Given Data: Focal length of the concave mirror, $f = -10\text{ cm}$ (using sign convention). Length of the rod $= 10\text{ cm}$. Distance of the nearer end from the pole, $u_1 = -20\text{ cm}$. Distance of the farther end from the pole, $u_2 = -(20 + 10)\text{ cm} = -30\text{ cm}$.

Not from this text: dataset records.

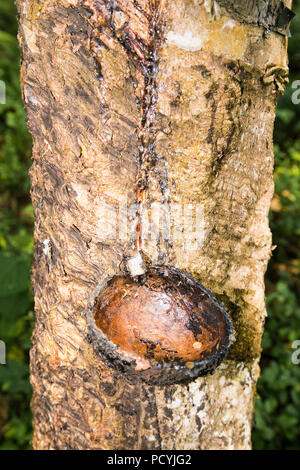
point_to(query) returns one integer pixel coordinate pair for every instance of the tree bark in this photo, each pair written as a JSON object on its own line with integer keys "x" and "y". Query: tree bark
{"x": 133, "y": 103}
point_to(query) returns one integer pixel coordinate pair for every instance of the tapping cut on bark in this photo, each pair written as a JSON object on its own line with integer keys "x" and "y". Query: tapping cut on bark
{"x": 163, "y": 327}
{"x": 132, "y": 104}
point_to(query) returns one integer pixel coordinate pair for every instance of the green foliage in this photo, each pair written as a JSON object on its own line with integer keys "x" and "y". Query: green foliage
{"x": 277, "y": 412}
{"x": 16, "y": 221}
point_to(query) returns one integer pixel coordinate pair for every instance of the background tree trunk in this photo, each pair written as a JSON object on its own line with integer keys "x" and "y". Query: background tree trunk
{"x": 181, "y": 95}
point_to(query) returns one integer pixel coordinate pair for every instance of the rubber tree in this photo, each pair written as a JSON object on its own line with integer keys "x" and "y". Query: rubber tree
{"x": 135, "y": 105}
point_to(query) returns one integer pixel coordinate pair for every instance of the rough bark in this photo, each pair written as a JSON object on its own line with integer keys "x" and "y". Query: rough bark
{"x": 179, "y": 95}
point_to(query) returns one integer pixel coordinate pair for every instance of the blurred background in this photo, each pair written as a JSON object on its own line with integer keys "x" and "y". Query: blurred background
{"x": 277, "y": 410}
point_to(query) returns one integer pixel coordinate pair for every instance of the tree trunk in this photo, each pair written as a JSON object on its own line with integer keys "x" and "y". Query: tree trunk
{"x": 136, "y": 105}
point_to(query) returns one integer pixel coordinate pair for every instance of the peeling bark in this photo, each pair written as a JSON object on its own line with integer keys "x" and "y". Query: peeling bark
{"x": 132, "y": 103}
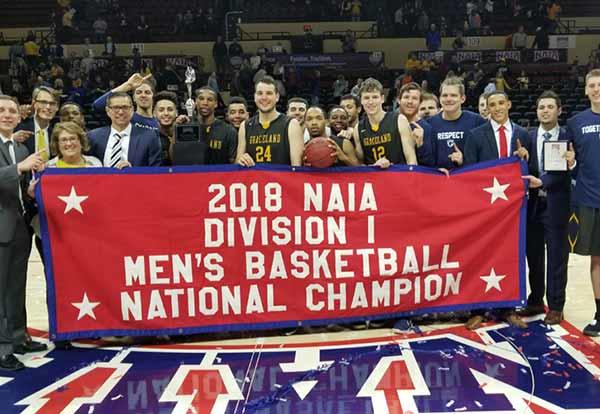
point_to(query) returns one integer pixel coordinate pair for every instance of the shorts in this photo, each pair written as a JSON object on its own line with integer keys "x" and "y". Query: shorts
{"x": 588, "y": 238}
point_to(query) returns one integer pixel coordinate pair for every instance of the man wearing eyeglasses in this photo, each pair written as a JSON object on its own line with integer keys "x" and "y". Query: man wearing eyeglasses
{"x": 123, "y": 144}
{"x": 36, "y": 130}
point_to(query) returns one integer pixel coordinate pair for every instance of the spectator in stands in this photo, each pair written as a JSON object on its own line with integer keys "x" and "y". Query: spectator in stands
{"x": 490, "y": 87}
{"x": 349, "y": 42}
{"x": 237, "y": 111}
{"x": 32, "y": 52}
{"x": 482, "y": 106}
{"x": 100, "y": 26}
{"x": 475, "y": 22}
{"x": 68, "y": 29}
{"x": 220, "y": 55}
{"x": 523, "y": 81}
{"x": 501, "y": 84}
{"x": 72, "y": 112}
{"x": 519, "y": 38}
{"x": 188, "y": 22}
{"x": 143, "y": 29}
{"x": 423, "y": 22}
{"x": 399, "y": 19}
{"x": 355, "y": 10}
{"x": 340, "y": 86}
{"x": 459, "y": 42}
{"x": 541, "y": 40}
{"x": 352, "y": 106}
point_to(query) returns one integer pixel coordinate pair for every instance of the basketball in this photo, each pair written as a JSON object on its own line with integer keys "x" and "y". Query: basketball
{"x": 317, "y": 153}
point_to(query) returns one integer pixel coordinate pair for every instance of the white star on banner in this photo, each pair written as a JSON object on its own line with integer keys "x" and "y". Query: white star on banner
{"x": 73, "y": 201}
{"x": 497, "y": 190}
{"x": 492, "y": 280}
{"x": 85, "y": 307}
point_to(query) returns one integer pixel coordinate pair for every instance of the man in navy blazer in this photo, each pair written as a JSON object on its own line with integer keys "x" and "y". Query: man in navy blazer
{"x": 497, "y": 138}
{"x": 548, "y": 213}
{"x": 484, "y": 142}
{"x": 122, "y": 144}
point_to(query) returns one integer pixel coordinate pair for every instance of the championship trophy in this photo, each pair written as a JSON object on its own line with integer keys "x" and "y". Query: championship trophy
{"x": 190, "y": 78}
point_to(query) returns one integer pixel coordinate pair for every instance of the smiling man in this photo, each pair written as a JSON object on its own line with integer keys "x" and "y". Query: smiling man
{"x": 340, "y": 147}
{"x": 548, "y": 211}
{"x": 429, "y": 106}
{"x": 409, "y": 99}
{"x": 382, "y": 138}
{"x": 237, "y": 111}
{"x": 143, "y": 95}
{"x": 15, "y": 239}
{"x": 452, "y": 125}
{"x": 220, "y": 137}
{"x": 123, "y": 144}
{"x": 36, "y": 130}
{"x": 269, "y": 137}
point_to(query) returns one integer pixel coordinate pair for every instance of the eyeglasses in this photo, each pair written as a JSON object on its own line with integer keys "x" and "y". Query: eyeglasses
{"x": 68, "y": 140}
{"x": 117, "y": 108}
{"x": 51, "y": 104}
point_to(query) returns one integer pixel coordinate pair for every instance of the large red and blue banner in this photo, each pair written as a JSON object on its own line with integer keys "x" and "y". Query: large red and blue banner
{"x": 192, "y": 249}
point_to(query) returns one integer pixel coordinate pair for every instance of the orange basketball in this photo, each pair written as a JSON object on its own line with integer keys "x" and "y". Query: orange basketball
{"x": 318, "y": 154}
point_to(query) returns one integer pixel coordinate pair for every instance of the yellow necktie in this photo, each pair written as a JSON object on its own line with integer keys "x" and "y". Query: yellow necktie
{"x": 41, "y": 144}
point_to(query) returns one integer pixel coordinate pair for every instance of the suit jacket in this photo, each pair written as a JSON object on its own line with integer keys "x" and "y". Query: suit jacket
{"x": 29, "y": 125}
{"x": 10, "y": 180}
{"x": 557, "y": 185}
{"x": 481, "y": 144}
{"x": 144, "y": 146}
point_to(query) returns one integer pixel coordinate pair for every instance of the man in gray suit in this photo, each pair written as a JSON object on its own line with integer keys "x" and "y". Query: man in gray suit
{"x": 15, "y": 240}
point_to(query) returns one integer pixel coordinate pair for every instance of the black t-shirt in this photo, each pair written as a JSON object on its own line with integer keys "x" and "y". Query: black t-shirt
{"x": 221, "y": 141}
{"x": 381, "y": 140}
{"x": 269, "y": 144}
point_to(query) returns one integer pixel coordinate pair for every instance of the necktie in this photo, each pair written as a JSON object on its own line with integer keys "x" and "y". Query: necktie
{"x": 546, "y": 136}
{"x": 503, "y": 145}
{"x": 42, "y": 144}
{"x": 116, "y": 152}
{"x": 11, "y": 151}
{"x": 13, "y": 157}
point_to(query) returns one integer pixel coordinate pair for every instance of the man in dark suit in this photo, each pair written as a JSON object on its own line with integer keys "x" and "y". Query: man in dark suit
{"x": 548, "y": 213}
{"x": 122, "y": 144}
{"x": 35, "y": 131}
{"x": 497, "y": 138}
{"x": 15, "y": 240}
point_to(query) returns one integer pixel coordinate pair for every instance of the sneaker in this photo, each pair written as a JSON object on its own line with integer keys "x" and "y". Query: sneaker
{"x": 593, "y": 329}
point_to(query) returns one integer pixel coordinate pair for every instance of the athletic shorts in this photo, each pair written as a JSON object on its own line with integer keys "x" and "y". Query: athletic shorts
{"x": 588, "y": 238}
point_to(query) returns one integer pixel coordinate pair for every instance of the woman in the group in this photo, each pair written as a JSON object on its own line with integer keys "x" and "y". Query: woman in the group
{"x": 165, "y": 111}
{"x": 70, "y": 141}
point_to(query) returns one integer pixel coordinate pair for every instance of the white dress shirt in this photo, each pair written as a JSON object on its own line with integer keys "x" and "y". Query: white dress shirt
{"x": 507, "y": 131}
{"x": 13, "y": 156}
{"x": 125, "y": 136}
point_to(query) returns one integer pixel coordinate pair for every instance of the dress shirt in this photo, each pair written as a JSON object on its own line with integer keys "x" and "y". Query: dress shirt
{"x": 507, "y": 131}
{"x": 125, "y": 136}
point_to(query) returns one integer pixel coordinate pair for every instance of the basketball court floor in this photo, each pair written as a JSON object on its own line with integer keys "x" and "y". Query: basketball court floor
{"x": 430, "y": 369}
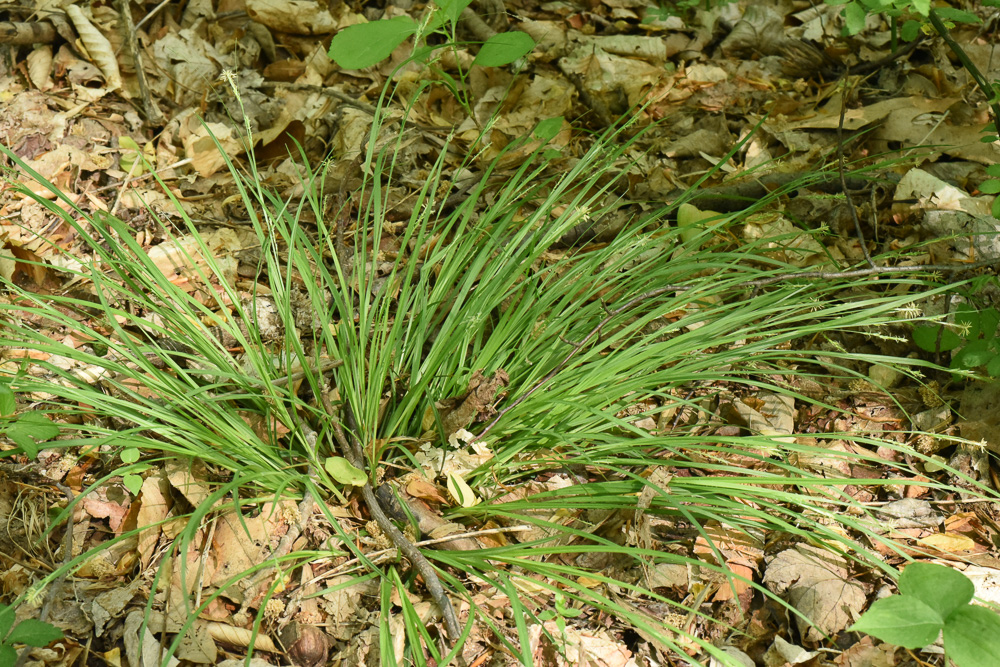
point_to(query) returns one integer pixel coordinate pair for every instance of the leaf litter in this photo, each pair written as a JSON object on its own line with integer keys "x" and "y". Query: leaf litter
{"x": 68, "y": 122}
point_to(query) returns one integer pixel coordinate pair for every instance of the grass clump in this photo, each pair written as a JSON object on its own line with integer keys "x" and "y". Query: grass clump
{"x": 364, "y": 332}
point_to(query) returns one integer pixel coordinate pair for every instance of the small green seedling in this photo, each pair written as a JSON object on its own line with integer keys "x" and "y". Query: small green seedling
{"x": 26, "y": 430}
{"x": 934, "y": 598}
{"x": 974, "y": 331}
{"x": 29, "y": 631}
{"x": 367, "y": 44}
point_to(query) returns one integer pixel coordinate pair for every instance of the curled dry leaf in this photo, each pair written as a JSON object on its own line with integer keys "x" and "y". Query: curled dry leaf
{"x": 40, "y": 67}
{"x": 98, "y": 46}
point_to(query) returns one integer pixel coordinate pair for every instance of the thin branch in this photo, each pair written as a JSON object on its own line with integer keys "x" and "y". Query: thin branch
{"x": 351, "y": 449}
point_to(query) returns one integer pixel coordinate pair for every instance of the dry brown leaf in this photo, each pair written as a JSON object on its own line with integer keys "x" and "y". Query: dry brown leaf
{"x": 100, "y": 49}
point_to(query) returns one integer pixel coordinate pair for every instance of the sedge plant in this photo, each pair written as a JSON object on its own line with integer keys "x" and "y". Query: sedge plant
{"x": 133, "y": 367}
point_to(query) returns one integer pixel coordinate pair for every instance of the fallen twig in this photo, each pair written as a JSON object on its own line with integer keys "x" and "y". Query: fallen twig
{"x": 351, "y": 450}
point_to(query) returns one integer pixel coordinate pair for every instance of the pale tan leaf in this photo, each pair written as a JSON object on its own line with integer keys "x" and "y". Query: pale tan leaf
{"x": 98, "y": 46}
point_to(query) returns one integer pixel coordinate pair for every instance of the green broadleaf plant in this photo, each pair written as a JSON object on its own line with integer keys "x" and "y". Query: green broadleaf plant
{"x": 972, "y": 338}
{"x": 934, "y": 598}
{"x": 473, "y": 289}
{"x": 30, "y": 631}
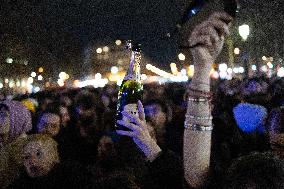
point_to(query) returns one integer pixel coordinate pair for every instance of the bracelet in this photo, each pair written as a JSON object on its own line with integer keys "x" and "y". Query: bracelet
{"x": 199, "y": 117}
{"x": 197, "y": 127}
{"x": 197, "y": 99}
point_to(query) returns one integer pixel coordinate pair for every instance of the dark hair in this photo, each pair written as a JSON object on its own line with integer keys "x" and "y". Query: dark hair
{"x": 259, "y": 170}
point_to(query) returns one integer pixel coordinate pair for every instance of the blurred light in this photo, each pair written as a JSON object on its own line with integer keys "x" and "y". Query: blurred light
{"x": 9, "y": 60}
{"x": 174, "y": 68}
{"x": 244, "y": 31}
{"x": 118, "y": 42}
{"x": 99, "y": 50}
{"x": 62, "y": 75}
{"x": 30, "y": 80}
{"x": 181, "y": 56}
{"x": 148, "y": 66}
{"x": 237, "y": 51}
{"x": 264, "y": 68}
{"x": 215, "y": 75}
{"x": 11, "y": 84}
{"x": 98, "y": 76}
{"x": 223, "y": 74}
{"x": 241, "y": 70}
{"x": 105, "y": 48}
{"x": 60, "y": 82}
{"x": 236, "y": 70}
{"x": 270, "y": 65}
{"x": 183, "y": 72}
{"x": 119, "y": 82}
{"x": 280, "y": 72}
{"x": 18, "y": 83}
{"x": 33, "y": 74}
{"x": 143, "y": 77}
{"x": 36, "y": 89}
{"x": 114, "y": 69}
{"x": 223, "y": 67}
{"x": 40, "y": 78}
{"x": 23, "y": 83}
{"x": 230, "y": 70}
{"x": 40, "y": 70}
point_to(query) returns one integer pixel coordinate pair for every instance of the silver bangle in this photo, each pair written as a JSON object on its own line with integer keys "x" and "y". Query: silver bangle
{"x": 197, "y": 127}
{"x": 198, "y": 117}
{"x": 199, "y": 99}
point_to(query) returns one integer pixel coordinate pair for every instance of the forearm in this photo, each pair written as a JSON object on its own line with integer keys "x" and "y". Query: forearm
{"x": 197, "y": 144}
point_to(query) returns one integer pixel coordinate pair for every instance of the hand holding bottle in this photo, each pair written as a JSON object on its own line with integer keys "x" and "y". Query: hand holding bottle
{"x": 140, "y": 133}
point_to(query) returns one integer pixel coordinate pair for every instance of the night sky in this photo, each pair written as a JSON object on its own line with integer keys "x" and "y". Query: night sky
{"x": 54, "y": 33}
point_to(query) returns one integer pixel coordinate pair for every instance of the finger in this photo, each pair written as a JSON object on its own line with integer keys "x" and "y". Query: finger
{"x": 128, "y": 125}
{"x": 223, "y": 16}
{"x": 221, "y": 27}
{"x": 131, "y": 117}
{"x": 125, "y": 133}
{"x": 141, "y": 112}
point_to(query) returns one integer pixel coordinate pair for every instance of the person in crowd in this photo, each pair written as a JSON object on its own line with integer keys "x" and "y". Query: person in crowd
{"x": 206, "y": 40}
{"x": 42, "y": 167}
{"x": 15, "y": 122}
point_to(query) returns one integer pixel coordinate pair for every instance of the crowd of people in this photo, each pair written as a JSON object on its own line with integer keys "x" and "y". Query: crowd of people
{"x": 201, "y": 134}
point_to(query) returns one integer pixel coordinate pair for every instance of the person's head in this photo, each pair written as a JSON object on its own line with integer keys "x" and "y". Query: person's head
{"x": 40, "y": 155}
{"x": 157, "y": 113}
{"x": 49, "y": 123}
{"x": 15, "y": 120}
{"x": 64, "y": 114}
{"x": 255, "y": 171}
{"x": 275, "y": 125}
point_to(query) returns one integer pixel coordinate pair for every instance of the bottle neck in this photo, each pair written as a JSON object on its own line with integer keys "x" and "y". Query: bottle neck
{"x": 133, "y": 72}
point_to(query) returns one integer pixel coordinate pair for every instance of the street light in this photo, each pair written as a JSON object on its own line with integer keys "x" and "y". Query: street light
{"x": 244, "y": 31}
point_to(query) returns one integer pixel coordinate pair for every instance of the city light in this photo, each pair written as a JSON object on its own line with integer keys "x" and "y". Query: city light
{"x": 105, "y": 48}
{"x": 280, "y": 72}
{"x": 40, "y": 70}
{"x": 118, "y": 42}
{"x": 33, "y": 74}
{"x": 270, "y": 65}
{"x": 40, "y": 78}
{"x": 99, "y": 50}
{"x": 181, "y": 57}
{"x": 114, "y": 70}
{"x": 223, "y": 67}
{"x": 237, "y": 51}
{"x": 9, "y": 60}
{"x": 244, "y": 31}
{"x": 30, "y": 80}
{"x": 143, "y": 77}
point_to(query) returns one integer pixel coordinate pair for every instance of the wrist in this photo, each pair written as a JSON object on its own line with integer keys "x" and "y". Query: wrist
{"x": 153, "y": 152}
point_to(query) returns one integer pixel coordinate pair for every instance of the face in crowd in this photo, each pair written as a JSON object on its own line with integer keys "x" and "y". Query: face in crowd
{"x": 4, "y": 125}
{"x": 40, "y": 156}
{"x": 49, "y": 124}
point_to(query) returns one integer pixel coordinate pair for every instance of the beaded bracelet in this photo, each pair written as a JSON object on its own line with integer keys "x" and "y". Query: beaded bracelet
{"x": 199, "y": 117}
{"x": 198, "y": 127}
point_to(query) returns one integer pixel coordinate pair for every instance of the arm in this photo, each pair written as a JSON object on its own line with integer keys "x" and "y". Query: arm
{"x": 209, "y": 38}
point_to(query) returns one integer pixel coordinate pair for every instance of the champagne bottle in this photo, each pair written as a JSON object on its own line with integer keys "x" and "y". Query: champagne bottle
{"x": 131, "y": 89}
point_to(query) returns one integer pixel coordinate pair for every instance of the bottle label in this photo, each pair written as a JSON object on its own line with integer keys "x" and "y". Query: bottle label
{"x": 132, "y": 109}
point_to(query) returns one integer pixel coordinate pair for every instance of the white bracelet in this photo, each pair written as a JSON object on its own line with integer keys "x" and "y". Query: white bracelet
{"x": 198, "y": 127}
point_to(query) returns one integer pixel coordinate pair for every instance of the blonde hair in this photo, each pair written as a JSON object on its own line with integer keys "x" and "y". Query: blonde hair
{"x": 49, "y": 143}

Image of the Nearer End ($v_1$): Using the mirror formula: $\frac{1}{v} + \frac{1}{u} = \frac{1}{f}$ $\frac{1}{v_1} + \frac{1}{-20} = \frac{1}{-10}$ $\frac{1}{v_1} = \frac{1}{20} - \frac{1}{10} = \frac{1 - 2}{20} = -\frac{1}{20}$ $v_1 = -20\text{ cm}$.

Image of the Farther End ($v_2$): Using the mirror formula for $u_2 = -30\text{ cm}$: $\frac{1}{v_2} + \frac{1}{-30} = \frac{1}{-10}$ $\frac{1}{v_2} = \frac{1}{30} - \frac{1}{10} = \frac{1 - 3}{30} = -\frac{2}{30} = -\frac{1}{15}$ $v_2 = -15\text{ cm}$.

Length of the Image: The length of the image is the distance between the images of the two ends. $L_{image} = |v_1 - v_2| = |-20 - (-15)| = |-5| = 5\text{ cm}$.